For those passionate players about their game, you understand what a high level of engagement is required from the entire team. Unless a team has an experienced coach, many teams struggle with establishing rituals and achieving success. If you have ever coached or played for a team, then the chances are that you have experienced some level of failure and some successes along the way. Go to http://ritualhockey.com/ and learn more.
You don’t need to be a professional coach to develop great habits within any hockey team. While there are thousands of strategies and techniques, you don’t need special skills or exceptional talents to make a difference. It all begins with the commitment of a few people that are willing to invest time into the team. The remainder of the team can help determine what is required to achieve positive results.
The following activities will assist you in developing a successful hockey team. These also work well if you want to begin setting and achieving your personal goals as well:
Begin with personal development. Think about your strengths, weaknesses, thoughts, and feelings regarding hockey? Are you nervous or excited? Do you love the game, or do you see it as a chore? What are your reasons for playing? Is it to win or just because all of your friends are playing in the league, too? How would you define success? How many hours per day do you practice or play? What level of commitment do you have towards hockey altogether? Answers to these questions will provide important insight into who you are as an individual and, more importantly, as a hockey player.
If your answers measure up with at least 80% of what’s written above, then this article is not for you but if not, keep reading!
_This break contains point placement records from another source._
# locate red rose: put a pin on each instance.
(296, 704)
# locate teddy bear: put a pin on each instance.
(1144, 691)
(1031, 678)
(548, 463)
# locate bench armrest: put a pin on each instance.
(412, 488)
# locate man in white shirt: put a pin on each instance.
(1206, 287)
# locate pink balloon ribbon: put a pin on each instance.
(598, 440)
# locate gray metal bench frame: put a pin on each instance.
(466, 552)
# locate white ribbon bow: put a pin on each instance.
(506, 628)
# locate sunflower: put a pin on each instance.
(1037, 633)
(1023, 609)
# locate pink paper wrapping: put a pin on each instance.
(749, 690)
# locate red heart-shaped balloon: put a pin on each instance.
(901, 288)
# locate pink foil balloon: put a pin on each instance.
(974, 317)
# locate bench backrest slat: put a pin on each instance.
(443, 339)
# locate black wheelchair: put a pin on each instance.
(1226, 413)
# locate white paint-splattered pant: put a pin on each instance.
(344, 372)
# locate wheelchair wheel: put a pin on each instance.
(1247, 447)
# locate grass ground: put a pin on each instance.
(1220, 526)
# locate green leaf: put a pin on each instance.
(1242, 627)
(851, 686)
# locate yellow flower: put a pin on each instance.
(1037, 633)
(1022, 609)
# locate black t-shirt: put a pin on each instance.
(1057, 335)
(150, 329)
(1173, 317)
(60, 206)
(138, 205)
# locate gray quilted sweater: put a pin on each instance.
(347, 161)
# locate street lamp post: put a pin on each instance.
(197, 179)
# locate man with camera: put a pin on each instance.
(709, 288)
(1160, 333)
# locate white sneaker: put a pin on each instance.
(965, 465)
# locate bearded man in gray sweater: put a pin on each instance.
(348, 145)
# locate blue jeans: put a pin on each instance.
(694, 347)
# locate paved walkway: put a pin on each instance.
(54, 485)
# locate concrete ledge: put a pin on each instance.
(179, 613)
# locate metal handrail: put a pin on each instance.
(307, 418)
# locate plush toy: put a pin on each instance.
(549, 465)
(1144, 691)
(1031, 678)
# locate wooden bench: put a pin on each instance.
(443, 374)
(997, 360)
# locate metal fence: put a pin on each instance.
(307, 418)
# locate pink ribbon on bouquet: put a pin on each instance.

Deepen understanding and appreciation for rituals, routines, and systems – To succeed in any sport or activity, understanding how rituals, routines, and systems work together can make all the difference. For example: Have a system in place where each player can pass accurately while on each side (lateral) from both feet (regular stance).
Hockey is not just passing from one side to the next but an understanding of systems to properly execute any pass. If you are on your weak side and want to back-pass to a teammate, then first understand before you do it that for your pass to be accurate, it will be on your off-foot or foot with the least amount of accuracy or power. And second, know precisely how much power and how far away from your teammate you can let go of the puck to arrive at a specific time with a particular pace and at the right height.